4 thoughts on “Parenting During COVID-19: Studies Say Harsh Parenting Backfires”

  1. Thank you so much for this article. I have been trying to stress this online and in college.

    People say, oh I turned out just fine, but really did you really. Are you aware of the psychological concepts that will tell you if you really turned out okay from being treated the way it is traditional to be treated as a child. Are you actually comfortable with yourself. Would you want your child to feel the way your parents made you feel.

    I know for a fact I did not and the last 5 years I have been building myself up and learning about myself.

  2. I am really loving all the research on positive parenting! I think our children deserve the best treatment that helps set them up for future success… both interpersonally and in their endeavors.
    So many parents get caught in generational cycles of poor parenting strategies that it’s hard to break free of these cycles. I hope that research like this and subsequent information on better parenting practices help to start changing the way children are raised!
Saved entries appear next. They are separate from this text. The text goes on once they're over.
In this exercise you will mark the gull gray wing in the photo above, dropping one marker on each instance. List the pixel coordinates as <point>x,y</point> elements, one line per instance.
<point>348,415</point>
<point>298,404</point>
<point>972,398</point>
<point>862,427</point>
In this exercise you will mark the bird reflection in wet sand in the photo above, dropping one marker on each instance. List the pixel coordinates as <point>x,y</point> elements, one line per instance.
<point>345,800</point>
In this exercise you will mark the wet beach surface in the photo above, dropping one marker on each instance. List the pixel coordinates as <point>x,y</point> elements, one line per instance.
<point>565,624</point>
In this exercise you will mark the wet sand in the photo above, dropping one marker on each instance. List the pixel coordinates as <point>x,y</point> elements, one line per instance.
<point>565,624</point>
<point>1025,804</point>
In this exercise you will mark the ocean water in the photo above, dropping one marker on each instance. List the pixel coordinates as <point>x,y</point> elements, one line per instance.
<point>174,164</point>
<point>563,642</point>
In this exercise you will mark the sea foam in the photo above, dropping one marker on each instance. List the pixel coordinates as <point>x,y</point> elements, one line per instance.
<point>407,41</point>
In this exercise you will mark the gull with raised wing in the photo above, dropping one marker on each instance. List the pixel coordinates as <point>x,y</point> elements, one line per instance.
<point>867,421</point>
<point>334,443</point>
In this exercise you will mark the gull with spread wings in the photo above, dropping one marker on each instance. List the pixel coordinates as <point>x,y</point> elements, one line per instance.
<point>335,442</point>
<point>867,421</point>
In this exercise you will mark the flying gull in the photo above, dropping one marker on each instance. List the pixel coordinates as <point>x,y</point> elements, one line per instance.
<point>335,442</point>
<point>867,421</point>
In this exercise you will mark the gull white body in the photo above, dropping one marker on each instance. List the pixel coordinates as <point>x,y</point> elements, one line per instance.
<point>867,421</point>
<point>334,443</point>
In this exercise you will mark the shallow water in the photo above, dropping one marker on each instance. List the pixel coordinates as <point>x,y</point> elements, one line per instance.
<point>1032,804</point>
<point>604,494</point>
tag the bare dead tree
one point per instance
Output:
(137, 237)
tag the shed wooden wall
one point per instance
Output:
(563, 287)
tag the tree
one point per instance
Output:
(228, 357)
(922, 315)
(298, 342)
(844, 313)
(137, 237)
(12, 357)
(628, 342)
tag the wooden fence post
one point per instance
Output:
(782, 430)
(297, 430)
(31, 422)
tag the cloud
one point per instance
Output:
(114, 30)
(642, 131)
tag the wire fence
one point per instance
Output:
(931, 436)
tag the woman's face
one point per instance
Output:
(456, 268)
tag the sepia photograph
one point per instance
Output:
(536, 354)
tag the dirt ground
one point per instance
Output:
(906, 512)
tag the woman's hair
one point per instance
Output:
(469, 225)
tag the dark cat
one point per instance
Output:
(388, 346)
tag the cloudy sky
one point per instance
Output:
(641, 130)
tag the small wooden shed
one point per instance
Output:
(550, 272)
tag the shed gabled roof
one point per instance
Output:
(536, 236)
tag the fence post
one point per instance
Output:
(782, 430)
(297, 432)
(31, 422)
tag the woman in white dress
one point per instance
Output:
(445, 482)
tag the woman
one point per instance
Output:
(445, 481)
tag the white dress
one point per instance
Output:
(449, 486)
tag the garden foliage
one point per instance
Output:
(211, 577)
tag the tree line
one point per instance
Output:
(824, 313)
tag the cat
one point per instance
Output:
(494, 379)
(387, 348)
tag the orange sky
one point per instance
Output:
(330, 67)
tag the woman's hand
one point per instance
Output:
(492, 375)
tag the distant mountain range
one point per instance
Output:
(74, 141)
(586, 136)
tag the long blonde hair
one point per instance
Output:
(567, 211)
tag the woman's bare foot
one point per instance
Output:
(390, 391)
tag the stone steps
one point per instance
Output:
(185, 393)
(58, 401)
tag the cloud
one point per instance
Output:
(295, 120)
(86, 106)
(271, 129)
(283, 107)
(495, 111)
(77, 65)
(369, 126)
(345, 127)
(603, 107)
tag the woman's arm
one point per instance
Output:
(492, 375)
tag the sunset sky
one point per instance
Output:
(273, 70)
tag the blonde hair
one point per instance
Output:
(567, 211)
  3. learning can give us a great sense of personal achievement and fulfilment in our lives. if you are a busy mom you might be looking something that would help your child to improve their learning and you can also monitor their learning progress as a parent, please check is site (

  4. The poor parenting I received has certainly affected my outcome. I have a very strained relationship with my Mother, who used to lose control and slap me in the face to try and gain control over us. I have bad memories of her and my childhood with her was infused with installing fear over love. I hate her for that.